Vielfältige Beschäftigungsmöglichkeiten werden bestens angenommen — "Schöner als Ferien" - 26.07.2018 16:55 Uhr

Gerne durfte es mal ganz hoch hinaus gehen — beim Segelfliegen auf dem Gelände der Rother Kaserne. Diese Veranstaltung bildete die große Ausnahme, alle anderen externen Anbieter sind in Hilpoltstein selbst.


Das Einzige, was man hören könnte, sind die Steine, die den Verbindungslehrerinnen vom Herzen fallen. Die Vorbereitungen haben sich gelohnt, alles geht seinen Gang. Schon vor Ostern haben die beiden die zweite Veranstaltung dieser Art per Ausschreibung losgetreten, dieses Mal in großem Stil.

Bei der Premiere im vergangenen Jahr war alles noch sehr spontan, knapp drei Wochen vor dem damals nur einen Projekttag rief man diesen aus – und das auch nur intern. Der längere Vorlauf erweist sich dieses Mal als goldrichtig, zudem sind viele externe Anbieter mit dabei, darunter auch ein Fitnessstudio aus der Burgstadt.

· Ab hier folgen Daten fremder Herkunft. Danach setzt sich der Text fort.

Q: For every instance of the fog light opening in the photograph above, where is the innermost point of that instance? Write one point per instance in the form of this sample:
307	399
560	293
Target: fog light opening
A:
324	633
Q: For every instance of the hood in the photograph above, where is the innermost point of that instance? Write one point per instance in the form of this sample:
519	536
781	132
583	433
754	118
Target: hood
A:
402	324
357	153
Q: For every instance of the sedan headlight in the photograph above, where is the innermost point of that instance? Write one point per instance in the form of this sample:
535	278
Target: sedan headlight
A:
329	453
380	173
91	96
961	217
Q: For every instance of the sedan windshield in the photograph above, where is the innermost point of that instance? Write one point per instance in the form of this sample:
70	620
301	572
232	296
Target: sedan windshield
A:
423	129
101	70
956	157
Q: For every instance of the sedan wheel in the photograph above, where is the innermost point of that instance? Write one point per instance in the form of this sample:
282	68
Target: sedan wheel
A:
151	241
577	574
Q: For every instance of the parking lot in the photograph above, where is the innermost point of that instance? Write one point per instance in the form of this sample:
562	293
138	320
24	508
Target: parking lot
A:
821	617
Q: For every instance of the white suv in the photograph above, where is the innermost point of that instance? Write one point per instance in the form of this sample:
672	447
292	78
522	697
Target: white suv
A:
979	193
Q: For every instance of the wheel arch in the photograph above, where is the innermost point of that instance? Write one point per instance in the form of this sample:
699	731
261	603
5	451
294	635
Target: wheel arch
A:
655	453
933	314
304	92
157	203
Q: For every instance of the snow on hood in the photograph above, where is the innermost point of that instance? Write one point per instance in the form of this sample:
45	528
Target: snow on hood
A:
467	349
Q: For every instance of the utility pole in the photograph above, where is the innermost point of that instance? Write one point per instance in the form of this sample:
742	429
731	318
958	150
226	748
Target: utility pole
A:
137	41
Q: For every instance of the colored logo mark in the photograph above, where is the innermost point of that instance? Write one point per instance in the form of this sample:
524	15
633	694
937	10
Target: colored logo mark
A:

Die zweite Auflage kommt extrem gut an. Die Lehrerinnen hören sogar das größtmögliche Lob aus Schülermund: "Das ist schöner als Ferien!" In Halb- oder Ganztageskursen dürfen sich die Kinder und Jugendlichen ihren jeweiligen Interessen widmen. Am stärksten nachgefragt ist überraschender Weise das "Sportbeutel nähen". Wenn auch aus naheliegenden Gründen. "Meiner ist kaputt gegangen", sagt zum Beispiel Laura aus der Klasse 6d. "Es macht einfach Spaß!", erklärt Jena (9b).

T-Shirts neues Design zu verpassen kommt ebenso gut an. Einen echten "Run" der Realschüler erleben die Grundschulen und Kindergärten als alte Wirkungsstätten, die gerne wieder besucht werden wollen. Bouldern, Beachvolleyball, Menschenkicker, Inlineskating – gerade das Sportgebiet ist groß gefragt.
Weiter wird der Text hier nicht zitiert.